I meant to blog about this on Monday and got sidetracked. Cartoonist Johnny Hart, the creator of the hit cartoon B.C. and the Wizard of Id, died over the weekend.
Mr. Hart never seemed to have any problem introducing his Christian faith into his cartoons, something very much lacking in today’s entertainment industry. Christians have been practically forced to abandon their shows of faith in the public square.
The lost of Mr. Hart is a great loss to the Christian community.
ALBANY, N.Y. — For millions of comic strip readers, the prehistoric era was a hoot: Cavemen played baseball, ants went to school, birds rode on the back of turtles and snakes made quips.
All of it was thanks to cartoonist Johnny Hart, who died Saturday at age 76 while working at his home in the nearby hamlet of Nineveh. “He had a stroke,” his wife, Bobby, said Sunday. “He died at his storyboard.”
Hart’s “B.C.” strip was launched in 1958 and eventually appeared in more than 1,300 newspapers with an audience of 100 million, according to Creators Syndicate Inc., which distributes it.
“He was generally regarded as one of the best cartoonists we’ve ever had,” Hart’s friend Mel Lazarus, creator of the “Momma” and “Miss Peach” comic strips, said from his California home. “He was totally original. ‘B.C’ broke ground and led the way for a number of imitators, none of which ever came close.”
Hart, who also co-created “The Wizard of Id,” won numerous awards for his work, including the National Cartoonist Society’s prestigious Reuben Award for Cartoonist of the Year and an award from the International Congress of Comics.
Richard Newcombe, founder and president of Creators Syndicate said “B.C.” and “Wizard of Id” would continue. Family members have been helping produce the strips for years, and they have an extensive computer archive of Hart’s drawings to work with, he said.
Later in his career, some of Hart’s cartoons had religious themes, a reflection of his own Christian faith. That sometimes led to controversy.
A strip published on Easter in 2001 drew protests from Jewish groups and led several newspapers to drop the strip. The cartoon depicted a menorah transforming into a cross, with accompanying text quoting some of Jesus Christ’s dying words. Critics said it implied that Christianity supersedes Judaism.
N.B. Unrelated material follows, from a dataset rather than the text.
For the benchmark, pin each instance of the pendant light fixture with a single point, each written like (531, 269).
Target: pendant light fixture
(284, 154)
Hart said he intended the strip as a tribute to both faiths. “He had such an emphasis on kindness, generosity, and patience,” Newcombe said.
“B.C.” was filled with puns and sly digs at modern society. One recent strip showed an ant teacher asking her class, “Who can tell me what secondhand smoke is?” One pupil raised his hand with an answer: “A political speech made by a vice presidential candidate.”